Bribiesca fears that the Kansas conviction will doom her sister in Texas.

"She didn't get a fair trial" in Garden City, said Bribiesca, who resides in Kansas. "Before this, I think she could have gotten one in Texas, but not now. Not after this. They're going to think she killed all her kids. But Diana's not going to give up, I'll tell you that."

In late January, Lumbrera faces trial on murder charges in Parmer County in the deaths of Joanna, Melissa and Melinda; the grand jury said she smothered the three children to collect $15,000 in life insurance benefits.

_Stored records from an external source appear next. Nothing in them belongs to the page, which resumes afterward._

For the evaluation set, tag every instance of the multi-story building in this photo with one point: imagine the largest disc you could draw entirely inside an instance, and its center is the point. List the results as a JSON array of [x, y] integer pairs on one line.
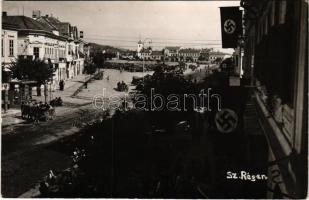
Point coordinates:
[[276, 62], [145, 53], [140, 47], [8, 42], [157, 55], [8, 56], [74, 56], [171, 53], [189, 54], [217, 55], [37, 40]]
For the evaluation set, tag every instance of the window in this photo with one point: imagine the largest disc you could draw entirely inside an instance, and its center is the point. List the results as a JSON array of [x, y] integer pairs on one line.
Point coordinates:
[[36, 52], [11, 42], [2, 49]]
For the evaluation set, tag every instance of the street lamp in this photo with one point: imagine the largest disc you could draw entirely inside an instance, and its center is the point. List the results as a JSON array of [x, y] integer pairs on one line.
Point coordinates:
[[144, 41]]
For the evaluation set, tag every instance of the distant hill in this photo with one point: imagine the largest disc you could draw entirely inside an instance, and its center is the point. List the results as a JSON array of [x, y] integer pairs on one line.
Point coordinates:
[[107, 48]]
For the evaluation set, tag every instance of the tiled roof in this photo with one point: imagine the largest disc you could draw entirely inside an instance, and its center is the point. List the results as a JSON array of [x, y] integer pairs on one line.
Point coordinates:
[[146, 50], [6, 24], [172, 48], [217, 53], [189, 51], [157, 53], [49, 21], [23, 22], [205, 50]]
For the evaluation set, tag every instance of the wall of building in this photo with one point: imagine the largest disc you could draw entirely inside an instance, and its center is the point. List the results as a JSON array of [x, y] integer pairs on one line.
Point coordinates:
[[6, 36]]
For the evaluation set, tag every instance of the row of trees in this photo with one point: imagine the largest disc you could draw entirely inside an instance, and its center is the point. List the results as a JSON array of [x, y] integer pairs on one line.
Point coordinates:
[[40, 71]]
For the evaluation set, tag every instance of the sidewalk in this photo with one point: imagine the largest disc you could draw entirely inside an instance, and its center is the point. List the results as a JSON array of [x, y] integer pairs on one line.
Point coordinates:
[[13, 115], [70, 87]]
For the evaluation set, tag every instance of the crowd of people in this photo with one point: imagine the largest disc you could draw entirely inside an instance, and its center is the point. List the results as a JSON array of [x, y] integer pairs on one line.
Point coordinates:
[[37, 111]]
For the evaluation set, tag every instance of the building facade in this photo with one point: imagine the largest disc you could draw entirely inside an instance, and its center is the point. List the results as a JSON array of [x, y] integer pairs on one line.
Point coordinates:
[[276, 62], [189, 54]]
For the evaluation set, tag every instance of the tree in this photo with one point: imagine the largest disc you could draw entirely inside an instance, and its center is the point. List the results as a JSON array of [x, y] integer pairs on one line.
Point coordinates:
[[90, 68], [34, 70], [98, 59]]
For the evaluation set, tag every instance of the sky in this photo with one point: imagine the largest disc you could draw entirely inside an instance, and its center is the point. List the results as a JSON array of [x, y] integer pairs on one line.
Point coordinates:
[[194, 24]]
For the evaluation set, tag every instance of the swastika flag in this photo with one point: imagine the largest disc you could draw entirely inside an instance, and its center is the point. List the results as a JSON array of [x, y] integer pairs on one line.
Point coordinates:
[[231, 26]]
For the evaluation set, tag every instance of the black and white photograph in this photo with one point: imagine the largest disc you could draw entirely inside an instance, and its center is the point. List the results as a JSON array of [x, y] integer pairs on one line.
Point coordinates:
[[154, 99]]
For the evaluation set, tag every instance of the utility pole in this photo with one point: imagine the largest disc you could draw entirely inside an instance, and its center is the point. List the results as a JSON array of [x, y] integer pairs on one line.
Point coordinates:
[[144, 41]]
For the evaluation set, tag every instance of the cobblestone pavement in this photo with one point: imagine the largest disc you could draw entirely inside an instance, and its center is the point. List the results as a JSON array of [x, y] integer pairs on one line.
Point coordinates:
[[26, 156]]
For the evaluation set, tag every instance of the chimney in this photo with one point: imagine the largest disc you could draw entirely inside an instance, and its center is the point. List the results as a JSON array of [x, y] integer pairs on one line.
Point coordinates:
[[36, 14]]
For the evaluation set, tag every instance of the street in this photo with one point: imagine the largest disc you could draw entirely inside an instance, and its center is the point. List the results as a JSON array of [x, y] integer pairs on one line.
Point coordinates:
[[24, 145]]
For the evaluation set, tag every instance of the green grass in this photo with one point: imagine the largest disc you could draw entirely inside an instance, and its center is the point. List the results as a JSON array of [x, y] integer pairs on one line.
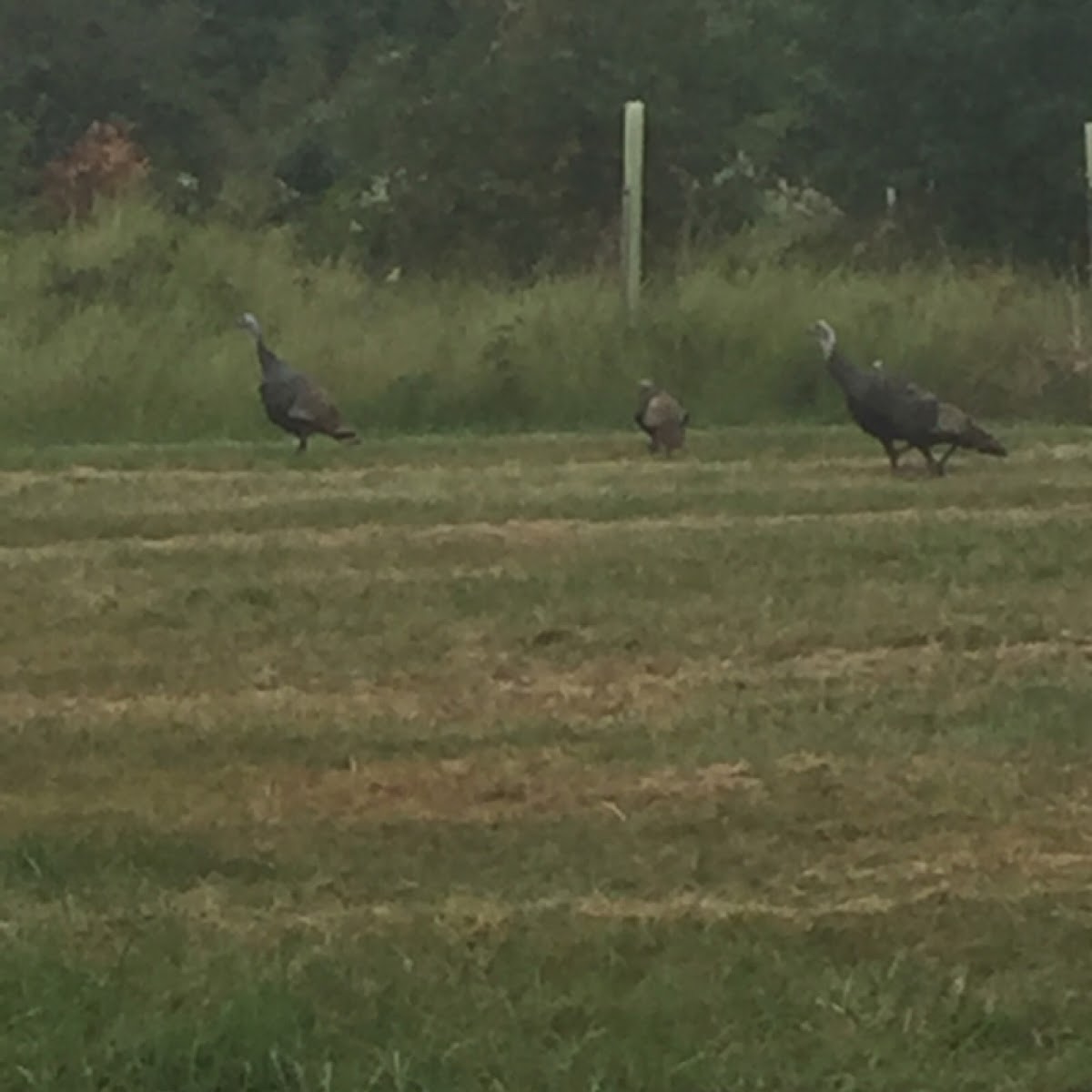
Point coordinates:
[[123, 330], [531, 763]]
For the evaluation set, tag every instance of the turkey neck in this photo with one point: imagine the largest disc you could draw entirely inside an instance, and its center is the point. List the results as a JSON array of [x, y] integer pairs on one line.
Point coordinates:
[[272, 366]]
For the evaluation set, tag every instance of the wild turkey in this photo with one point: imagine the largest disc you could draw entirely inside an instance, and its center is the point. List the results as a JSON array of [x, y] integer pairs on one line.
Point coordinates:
[[661, 418], [895, 410], [293, 401]]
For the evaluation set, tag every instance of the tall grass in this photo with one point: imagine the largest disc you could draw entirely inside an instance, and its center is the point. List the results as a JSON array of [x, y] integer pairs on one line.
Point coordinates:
[[123, 329]]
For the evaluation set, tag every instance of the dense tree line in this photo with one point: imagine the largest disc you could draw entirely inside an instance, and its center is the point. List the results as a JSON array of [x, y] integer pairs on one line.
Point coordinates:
[[435, 132]]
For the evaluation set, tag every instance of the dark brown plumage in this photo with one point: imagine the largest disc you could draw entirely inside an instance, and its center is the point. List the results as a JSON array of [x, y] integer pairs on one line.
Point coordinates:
[[662, 419], [294, 401], [895, 410]]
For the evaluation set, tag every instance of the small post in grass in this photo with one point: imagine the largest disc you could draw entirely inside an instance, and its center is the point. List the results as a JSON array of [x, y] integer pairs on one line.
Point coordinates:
[[1087, 192], [632, 200]]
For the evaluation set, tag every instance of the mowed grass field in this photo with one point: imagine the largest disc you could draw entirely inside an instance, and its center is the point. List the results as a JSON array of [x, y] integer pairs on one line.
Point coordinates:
[[534, 763]]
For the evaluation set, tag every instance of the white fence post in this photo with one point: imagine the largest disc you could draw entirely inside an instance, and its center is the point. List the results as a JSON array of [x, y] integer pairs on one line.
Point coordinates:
[[632, 201], [1087, 191]]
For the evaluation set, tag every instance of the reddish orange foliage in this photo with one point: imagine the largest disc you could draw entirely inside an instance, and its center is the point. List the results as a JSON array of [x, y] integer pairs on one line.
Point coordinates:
[[105, 161]]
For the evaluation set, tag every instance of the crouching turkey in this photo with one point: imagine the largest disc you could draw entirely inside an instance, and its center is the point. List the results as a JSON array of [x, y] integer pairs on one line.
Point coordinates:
[[661, 418]]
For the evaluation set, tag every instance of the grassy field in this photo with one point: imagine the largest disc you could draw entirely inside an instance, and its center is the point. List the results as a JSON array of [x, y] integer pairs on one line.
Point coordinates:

She also faces separate trials in Lubbock and Bailey counties in the deaths of Jose Lionel and Erica Aleman. An investigation into the death of Christopher Lumbrera continues. If she is convicted in any case, she could face either life in prison or the death penalty, administered by lethal injection.

Gordon Green, Lumbrera's lawyer, would not allow her to be interviewed.

"It's not an everyday case," said Green, refusing to comment further.

Lumbrera is being held in the Parmer County Jail on $300,000 bond. Fifteen miles away, at the Bovina Cemetery, elaborate headstones stand over the graves of five of Lumbrera's children.

Each bears the same epitaph: "Darling, we miss thee."